Mitchell Malloy is a junior at the Charles H. McCann Technical School. He’s already earned certifications by the Occupational Safety and Health Administration (OSHA) and the National Center for Construction Education and Research (NCCER).
When he’s not in school, he works on the side helping to install wiring in houses. At the end of November, he’ll be partnered with master electricians through McCann’s cooperative work program.
"They told me it would be a solid job. Everyone’s going to need an electrician," said Malloy, who said the hourly pay range is $15 to $20 to start.
"Here, you learn from the bottom up," said Malloy. His training in McCann’s electricity program prepares him for residential, commercial and industrial projects.
At the trade school, better known as McCann Tech, Principal Justin Kratz said programs are expanding, both in terms of vocational and academic curricula, to "provide everything students need to be successful at college or in the workplace."
McCann serves 506 students in Grades 9 through 12, and 58 students through its post-secondary programs.
"Vocational education has changed drastically over the years," said Kratz, who is new to the position of principal this year.
He said the state is in the process of revising and adopting new vocational frameworks for all the shop areas, from metal fabrication to automotive.

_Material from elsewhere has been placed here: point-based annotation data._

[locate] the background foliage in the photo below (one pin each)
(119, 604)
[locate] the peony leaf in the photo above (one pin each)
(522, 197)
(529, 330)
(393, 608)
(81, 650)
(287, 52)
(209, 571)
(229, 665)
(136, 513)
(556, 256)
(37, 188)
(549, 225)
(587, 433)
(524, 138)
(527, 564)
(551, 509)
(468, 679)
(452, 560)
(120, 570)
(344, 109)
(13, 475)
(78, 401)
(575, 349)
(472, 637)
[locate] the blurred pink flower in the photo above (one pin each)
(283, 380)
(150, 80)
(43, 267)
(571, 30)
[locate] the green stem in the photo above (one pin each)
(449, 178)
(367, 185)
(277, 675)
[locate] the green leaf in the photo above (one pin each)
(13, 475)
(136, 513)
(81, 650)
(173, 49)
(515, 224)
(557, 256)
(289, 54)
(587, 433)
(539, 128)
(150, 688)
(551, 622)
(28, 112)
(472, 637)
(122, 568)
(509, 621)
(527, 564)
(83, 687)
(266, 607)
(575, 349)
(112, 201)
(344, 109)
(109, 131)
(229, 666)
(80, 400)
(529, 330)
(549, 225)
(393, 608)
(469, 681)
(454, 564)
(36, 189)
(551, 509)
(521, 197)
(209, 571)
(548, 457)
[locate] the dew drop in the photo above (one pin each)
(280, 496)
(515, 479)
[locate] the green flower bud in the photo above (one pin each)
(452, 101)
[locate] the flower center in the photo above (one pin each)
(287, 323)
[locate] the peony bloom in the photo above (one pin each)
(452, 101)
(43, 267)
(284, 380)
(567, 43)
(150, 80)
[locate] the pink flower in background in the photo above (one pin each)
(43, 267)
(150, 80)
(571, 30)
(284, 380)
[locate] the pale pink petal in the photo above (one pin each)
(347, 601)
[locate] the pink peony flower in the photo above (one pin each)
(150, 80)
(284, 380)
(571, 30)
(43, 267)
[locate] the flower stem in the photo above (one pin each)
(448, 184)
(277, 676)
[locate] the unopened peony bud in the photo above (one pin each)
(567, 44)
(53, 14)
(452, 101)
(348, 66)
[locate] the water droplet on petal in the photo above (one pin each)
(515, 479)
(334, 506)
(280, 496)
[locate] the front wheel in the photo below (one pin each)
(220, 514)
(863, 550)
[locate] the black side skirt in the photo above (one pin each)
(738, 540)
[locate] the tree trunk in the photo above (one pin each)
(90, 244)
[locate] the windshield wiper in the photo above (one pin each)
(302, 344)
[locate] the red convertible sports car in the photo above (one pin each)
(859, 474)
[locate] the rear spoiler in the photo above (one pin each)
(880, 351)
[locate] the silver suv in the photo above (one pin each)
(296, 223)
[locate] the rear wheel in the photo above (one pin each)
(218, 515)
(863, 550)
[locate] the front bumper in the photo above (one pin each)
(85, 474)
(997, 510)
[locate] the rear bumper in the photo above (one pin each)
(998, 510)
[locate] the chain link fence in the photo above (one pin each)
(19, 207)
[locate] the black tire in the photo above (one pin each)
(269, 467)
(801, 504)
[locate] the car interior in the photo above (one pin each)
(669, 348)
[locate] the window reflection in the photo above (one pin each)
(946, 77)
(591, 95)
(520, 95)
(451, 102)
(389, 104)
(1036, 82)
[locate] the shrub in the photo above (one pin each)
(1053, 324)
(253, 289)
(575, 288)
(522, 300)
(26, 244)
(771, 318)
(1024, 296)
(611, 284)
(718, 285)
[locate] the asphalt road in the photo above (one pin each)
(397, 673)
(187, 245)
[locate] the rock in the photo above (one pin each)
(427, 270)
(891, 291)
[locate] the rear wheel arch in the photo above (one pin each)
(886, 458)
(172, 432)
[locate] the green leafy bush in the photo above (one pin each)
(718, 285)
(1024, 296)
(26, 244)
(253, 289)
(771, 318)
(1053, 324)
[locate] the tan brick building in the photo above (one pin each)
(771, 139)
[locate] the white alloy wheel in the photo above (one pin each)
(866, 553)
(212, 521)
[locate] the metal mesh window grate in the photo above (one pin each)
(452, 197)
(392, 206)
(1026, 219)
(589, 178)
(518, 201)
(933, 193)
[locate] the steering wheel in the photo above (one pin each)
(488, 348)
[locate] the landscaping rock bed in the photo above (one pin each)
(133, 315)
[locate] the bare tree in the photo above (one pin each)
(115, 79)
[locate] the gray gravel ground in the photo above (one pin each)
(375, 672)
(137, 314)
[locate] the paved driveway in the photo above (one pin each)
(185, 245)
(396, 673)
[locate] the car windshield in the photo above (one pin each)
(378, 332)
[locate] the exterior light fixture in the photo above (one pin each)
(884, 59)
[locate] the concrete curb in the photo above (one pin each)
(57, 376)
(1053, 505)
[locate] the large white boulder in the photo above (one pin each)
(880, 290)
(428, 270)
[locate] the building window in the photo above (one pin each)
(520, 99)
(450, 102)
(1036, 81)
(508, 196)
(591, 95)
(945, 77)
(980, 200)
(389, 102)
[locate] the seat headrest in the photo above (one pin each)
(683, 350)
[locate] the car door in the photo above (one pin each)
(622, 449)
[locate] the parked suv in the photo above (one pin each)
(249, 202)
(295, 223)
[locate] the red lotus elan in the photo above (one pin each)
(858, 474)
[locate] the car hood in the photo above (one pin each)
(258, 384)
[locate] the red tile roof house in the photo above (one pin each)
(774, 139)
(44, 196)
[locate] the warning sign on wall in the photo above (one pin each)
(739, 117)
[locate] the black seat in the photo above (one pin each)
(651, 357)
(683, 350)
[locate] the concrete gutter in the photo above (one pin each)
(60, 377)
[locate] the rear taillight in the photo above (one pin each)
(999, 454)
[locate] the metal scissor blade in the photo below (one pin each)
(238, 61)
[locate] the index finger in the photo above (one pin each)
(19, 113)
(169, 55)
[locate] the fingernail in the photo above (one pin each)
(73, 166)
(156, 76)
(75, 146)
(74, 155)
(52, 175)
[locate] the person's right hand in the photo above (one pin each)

Kratz
This year, McCann added Advanced Placement (AP) English to its academic offerings. Last year, the school added AP Calculus. The addition of an AP Biology course is being planned for next year.
"We’re beefing up our honors course offerings," Kratz said.
The school also challenges students through its annual senior projects program. Students, like Michelle Briggs, are charged with creating an original project to show in the spring. Briggs, who is a senior in the computer assisted design (CAD) program, is designing a house, from floor plan to cost analysis.
"The goal is, if someone looks at the project, they will actually have all the information they need to be able to build the house," Briggs said.
Beyond curriculum, the school also made some renovations over the summer by updating and restructuring the post-secondary cosmetology lab, installing new lockers and replacing cafeteria room furniture.
All of this was presented last month during McCann’s annual Showcase for Success open house event.
"It’s great to be able to show the public what we do," said Richard Bergendahl, who teaches in the information technology department.
One of his students, sophomore Noelle Gageant, was able to present to visitors everything from how to run an operating system in various computers to the construction of circuits in a computer’s motherboard -- things she said she’s been interested in since age 6.
"Here, I’ve found so many people that are like me," she said, "We get a lot done."